Electric Forces and Fields Cheat Sheet
The core ideas of Electric Forces and Fields distilled into a single, scannable reference — perfect for review or quick lookup.
Quick Reference
Coulomb's Law
The electrostatic force between two point charges is $F = k |q_1 q_2| / r^2$, where $k = 8.99 \times 10^9$ N m$^2$/C$^2$ is Coulomb's constant, $q_1$ and $q_2$ are the charges, and $r$ is the distance between them. Like charges repel; opposite charges attract.
Electric Field
A vector field that represents the force per unit positive test charge at every point in space: $\vec{E} = \vec{F}/q$. The electric field due to a point charge is $E = kq/r^2$, directed radially outward for positive charges and inward for negative charges.
Electric Field Lines
Imaginary lines used to visualize electric fields. They start on positive charges and end on negative charges (or extend to infinity). The density of lines at a point is proportional to the field strength, and the tangent to a line gives the field direction. Field lines never cross.
Superposition Principle
The net electric field at any point due to multiple charges is the vector sum of the individual fields from each charge. Similarly, the net force on a charge is the vector sum of forces from all other charges. This principle holds because electric fields obey linearity.
Electric Potential
The electric potential $V$ at a point is the electric potential energy per unit positive charge: $V = U/q = kQ/r$ for a point charge. It is a scalar quantity measured in volts (1 V = 1 J/C). Potential differences, not absolute potentials, are physically meaningful.
Electric Potential Energy
The energy stored in a system of charges due to their positions: $U = kq_1q_2/r$ for two point charges. Positive $U$ means repulsion (like charges); negative $U$ means attraction (opposite charges). This energy can be converted to kinetic energy as charges move.
Gauss's Law
The total electric flux through any closed surface equals the enclosed charge divided by the permittivity of free space: $\oint \vec{E} \cdot d\vec{A} = Q_{\text{enc}} / \epsilon_0$. This law is most useful when charge distributions have high symmetry (spherical, cylindrical, or planar).

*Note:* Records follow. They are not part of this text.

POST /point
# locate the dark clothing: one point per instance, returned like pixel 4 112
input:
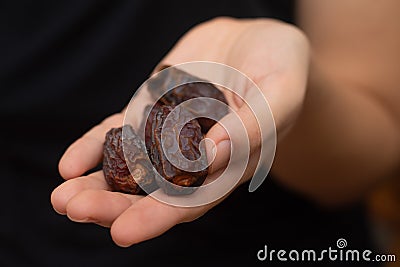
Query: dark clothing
pixel 65 66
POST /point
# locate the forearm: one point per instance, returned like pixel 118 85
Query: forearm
pixel 344 141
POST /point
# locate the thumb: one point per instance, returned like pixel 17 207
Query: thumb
pixel 239 129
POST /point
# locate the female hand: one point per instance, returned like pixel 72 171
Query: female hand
pixel 273 54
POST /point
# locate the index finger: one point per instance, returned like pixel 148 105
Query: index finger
pixel 86 152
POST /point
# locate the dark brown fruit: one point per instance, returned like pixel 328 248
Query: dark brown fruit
pixel 189 140
pixel 115 164
pixel 192 88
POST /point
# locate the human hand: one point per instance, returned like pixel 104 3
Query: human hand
pixel 273 54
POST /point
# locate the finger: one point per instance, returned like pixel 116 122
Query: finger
pixel 87 151
pixel 63 193
pixel 148 218
pixel 220 132
pixel 99 206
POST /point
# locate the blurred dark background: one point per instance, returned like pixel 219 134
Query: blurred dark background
pixel 64 67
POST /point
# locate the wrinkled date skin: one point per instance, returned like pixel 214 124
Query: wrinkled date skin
pixel 115 164
pixel 191 88
pixel 171 180
pixel 188 144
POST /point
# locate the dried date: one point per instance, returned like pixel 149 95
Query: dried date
pixel 192 87
pixel 185 139
pixel 116 164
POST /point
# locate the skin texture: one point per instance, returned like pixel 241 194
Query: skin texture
pixel 345 139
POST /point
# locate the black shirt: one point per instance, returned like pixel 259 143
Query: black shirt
pixel 65 66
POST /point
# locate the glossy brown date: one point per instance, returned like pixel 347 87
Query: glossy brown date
pixel 115 163
pixel 188 142
pixel 192 87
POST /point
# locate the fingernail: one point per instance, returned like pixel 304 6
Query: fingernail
pixel 222 154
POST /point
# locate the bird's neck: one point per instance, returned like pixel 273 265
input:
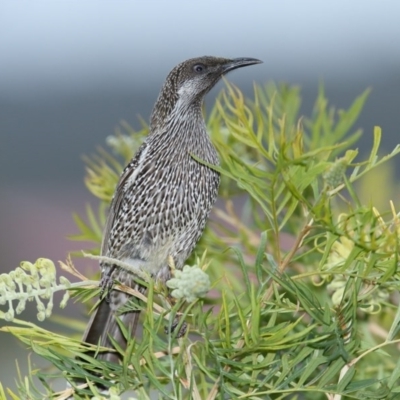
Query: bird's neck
pixel 184 130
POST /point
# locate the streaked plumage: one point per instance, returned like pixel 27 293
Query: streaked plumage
pixel 164 196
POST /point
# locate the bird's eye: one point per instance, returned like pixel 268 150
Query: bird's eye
pixel 199 68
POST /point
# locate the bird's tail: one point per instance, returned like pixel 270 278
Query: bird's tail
pixel 103 324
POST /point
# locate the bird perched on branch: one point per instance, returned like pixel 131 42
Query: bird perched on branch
pixel 164 195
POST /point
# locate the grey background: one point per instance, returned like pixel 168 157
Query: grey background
pixel 71 70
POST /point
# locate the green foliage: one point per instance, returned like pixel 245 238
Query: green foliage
pixel 304 274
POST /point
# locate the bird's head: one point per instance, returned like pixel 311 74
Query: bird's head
pixel 190 80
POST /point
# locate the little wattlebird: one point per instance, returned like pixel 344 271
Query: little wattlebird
pixel 163 197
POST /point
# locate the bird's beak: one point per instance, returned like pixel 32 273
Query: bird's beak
pixel 238 63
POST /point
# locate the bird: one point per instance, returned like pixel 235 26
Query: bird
pixel 163 197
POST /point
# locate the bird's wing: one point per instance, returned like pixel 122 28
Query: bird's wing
pixel 118 196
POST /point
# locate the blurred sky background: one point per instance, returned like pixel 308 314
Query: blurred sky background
pixel 70 71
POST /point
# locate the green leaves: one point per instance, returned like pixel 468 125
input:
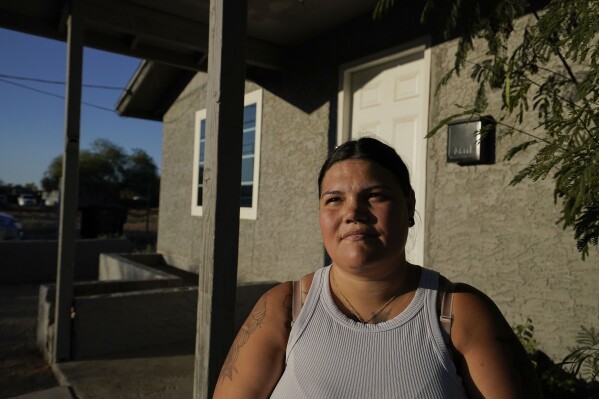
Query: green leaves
pixel 551 68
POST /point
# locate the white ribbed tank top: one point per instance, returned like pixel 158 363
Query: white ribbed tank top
pixel 331 356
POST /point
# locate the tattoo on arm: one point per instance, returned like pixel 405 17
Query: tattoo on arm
pixel 252 323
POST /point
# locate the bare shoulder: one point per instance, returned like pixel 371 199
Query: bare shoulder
pixel 490 358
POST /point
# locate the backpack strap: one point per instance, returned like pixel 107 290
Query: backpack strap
pixel 446 315
pixel 296 301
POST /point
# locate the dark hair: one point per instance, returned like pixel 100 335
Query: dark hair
pixel 369 149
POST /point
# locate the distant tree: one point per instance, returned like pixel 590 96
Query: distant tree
pixel 31 186
pixel 549 71
pixel 140 177
pixel 51 179
pixel 108 174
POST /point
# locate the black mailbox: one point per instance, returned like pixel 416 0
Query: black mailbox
pixel 466 145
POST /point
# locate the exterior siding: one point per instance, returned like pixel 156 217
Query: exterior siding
pixel 284 241
pixel 501 239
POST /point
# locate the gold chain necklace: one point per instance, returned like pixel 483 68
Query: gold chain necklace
pixel 354 311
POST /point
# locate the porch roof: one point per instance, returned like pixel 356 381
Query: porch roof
pixel 172 37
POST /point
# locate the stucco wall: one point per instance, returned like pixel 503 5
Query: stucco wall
pixel 504 239
pixel 480 230
pixel 284 241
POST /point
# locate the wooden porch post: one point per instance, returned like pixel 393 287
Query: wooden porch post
pixel 69 188
pixel 221 194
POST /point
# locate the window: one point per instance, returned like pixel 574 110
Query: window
pixel 250 157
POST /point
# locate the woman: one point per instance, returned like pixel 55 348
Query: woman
pixel 369 327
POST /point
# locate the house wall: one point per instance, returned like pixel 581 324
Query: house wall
pixel 284 241
pixel 503 239
pixel 479 230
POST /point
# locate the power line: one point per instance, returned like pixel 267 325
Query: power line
pixel 58 82
pixel 54 95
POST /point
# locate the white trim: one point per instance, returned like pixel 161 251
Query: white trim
pixel 344 108
pixel 254 97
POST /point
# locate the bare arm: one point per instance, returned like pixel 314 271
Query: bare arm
pixel 257 357
pixel 490 358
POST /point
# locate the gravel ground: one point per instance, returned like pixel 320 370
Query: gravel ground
pixel 22 367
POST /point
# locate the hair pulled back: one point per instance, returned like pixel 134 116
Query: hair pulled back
pixel 369 149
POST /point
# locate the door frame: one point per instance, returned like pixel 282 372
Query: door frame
pixel 344 115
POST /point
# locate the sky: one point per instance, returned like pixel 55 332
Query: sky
pixel 32 123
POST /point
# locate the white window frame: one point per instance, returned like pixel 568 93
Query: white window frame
pixel 254 97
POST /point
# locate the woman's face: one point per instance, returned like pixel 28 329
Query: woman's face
pixel 364 215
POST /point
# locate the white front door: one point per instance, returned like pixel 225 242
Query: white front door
pixel 388 98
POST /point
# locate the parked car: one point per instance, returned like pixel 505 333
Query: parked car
pixel 27 199
pixel 10 227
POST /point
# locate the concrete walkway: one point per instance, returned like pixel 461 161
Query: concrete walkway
pixel 168 377
pixel 163 373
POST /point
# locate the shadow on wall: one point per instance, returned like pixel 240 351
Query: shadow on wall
pixel 36 261
pixel 124 319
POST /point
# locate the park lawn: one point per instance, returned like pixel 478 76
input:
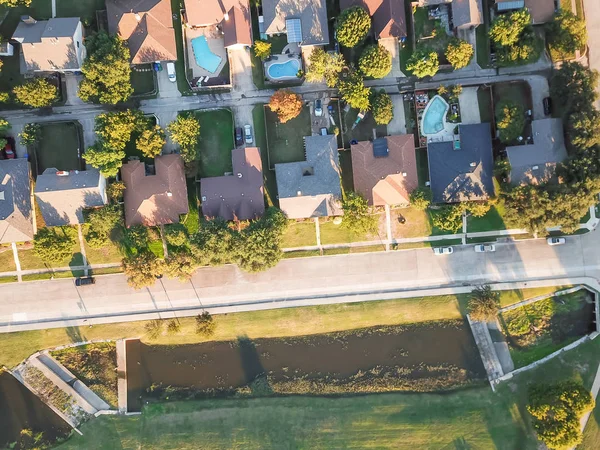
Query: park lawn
pixel 216 142
pixel 285 141
pixel 58 146
pixel 299 234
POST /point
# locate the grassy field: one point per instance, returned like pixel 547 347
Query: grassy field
pixel 216 142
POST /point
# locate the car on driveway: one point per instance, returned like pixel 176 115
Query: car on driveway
pixel 556 241
pixel 443 251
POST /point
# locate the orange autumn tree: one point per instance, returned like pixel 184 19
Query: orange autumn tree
pixel 286 104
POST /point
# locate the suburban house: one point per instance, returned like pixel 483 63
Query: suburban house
pixel 385 170
pixel 462 169
pixel 146 25
pixel 535 162
pixel 303 21
pixel 54 45
pixel 16 213
pixel 239 196
pixel 311 188
pixel 62 196
pixel 154 198
pixel 541 11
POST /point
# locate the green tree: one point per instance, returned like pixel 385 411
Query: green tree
pixel 53 245
pixel 36 93
pixel 382 108
pixel 355 93
pixel 459 53
pixel 185 131
pixel 151 141
pixel 357 214
pixel 510 120
pixel 484 304
pixel 106 71
pixel 375 61
pixel 423 63
pixel 352 26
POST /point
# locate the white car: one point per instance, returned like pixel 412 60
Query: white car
pixel 443 250
pixel 484 248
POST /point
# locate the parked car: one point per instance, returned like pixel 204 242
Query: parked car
pixel 248 134
pixel 85 281
pixel 171 72
pixel 239 136
pixel 556 241
pixel 318 108
pixel 485 248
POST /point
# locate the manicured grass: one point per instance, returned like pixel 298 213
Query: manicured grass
pixel 286 140
pixel 216 142
pixel 299 234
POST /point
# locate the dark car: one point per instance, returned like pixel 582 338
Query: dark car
pixel 239 136
pixel 85 281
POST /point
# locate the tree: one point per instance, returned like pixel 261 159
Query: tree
pixel 382 108
pixel 355 93
pixel 142 269
pixel 484 304
pixel 106 71
pixel 459 53
pixel 510 120
pixel 567 33
pixel 357 214
pixel 375 61
pixel 324 66
pixel 262 49
pixel 36 93
pixel 421 198
pixel 556 410
pixel 185 131
pixel 352 26
pixel 205 325
pixel 53 245
pixel 151 142
pixel 286 104
pixel 423 63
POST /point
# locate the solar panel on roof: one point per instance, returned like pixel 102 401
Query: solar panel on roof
pixel 294 30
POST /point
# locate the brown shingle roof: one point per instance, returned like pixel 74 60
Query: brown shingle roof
pixel 236 197
pixel 146 25
pixel 155 199
pixel 381 180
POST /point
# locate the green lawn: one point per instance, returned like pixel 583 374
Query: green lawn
pixel 58 145
pixel 286 140
pixel 216 142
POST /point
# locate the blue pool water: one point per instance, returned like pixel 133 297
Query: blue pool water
pixel 433 120
pixel 287 69
pixel 204 57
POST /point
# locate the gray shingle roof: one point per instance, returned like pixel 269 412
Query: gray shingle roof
pixel 465 174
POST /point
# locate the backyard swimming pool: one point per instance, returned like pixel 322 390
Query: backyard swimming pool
pixel 434 116
pixel 203 56
pixel 286 70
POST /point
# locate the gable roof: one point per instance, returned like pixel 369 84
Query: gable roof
pixel 312 15
pixel 155 199
pixel 62 199
pixel 146 25
pixel 381 180
pixel 311 188
pixel 239 196
pixel 48 45
pixel 466 173
pixel 389 16
pixel 546 151
pixel 16 218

Conductors in Electrostatic Equilibrium
In a conductor at electrostatic equilibrium: (1) the internal electric field is zero, (2) excess charge resides entirely on the surface, (3) the surface is an equipotential, and (4) the external field is perpendicular to the surface. These properties arise because free charges redistribute until no net force acts on them.
Insulators and Dielectrics
Materials in which charges are not free to move throughout the bulk. When placed in an electric field, the molecules in a dielectric polarize (positive and negative ends shift), reducing the internal field. The dielectric constant $\kappa$ quantifies this reduction: $E_{\text{inside}} = E_0 / \kappa$.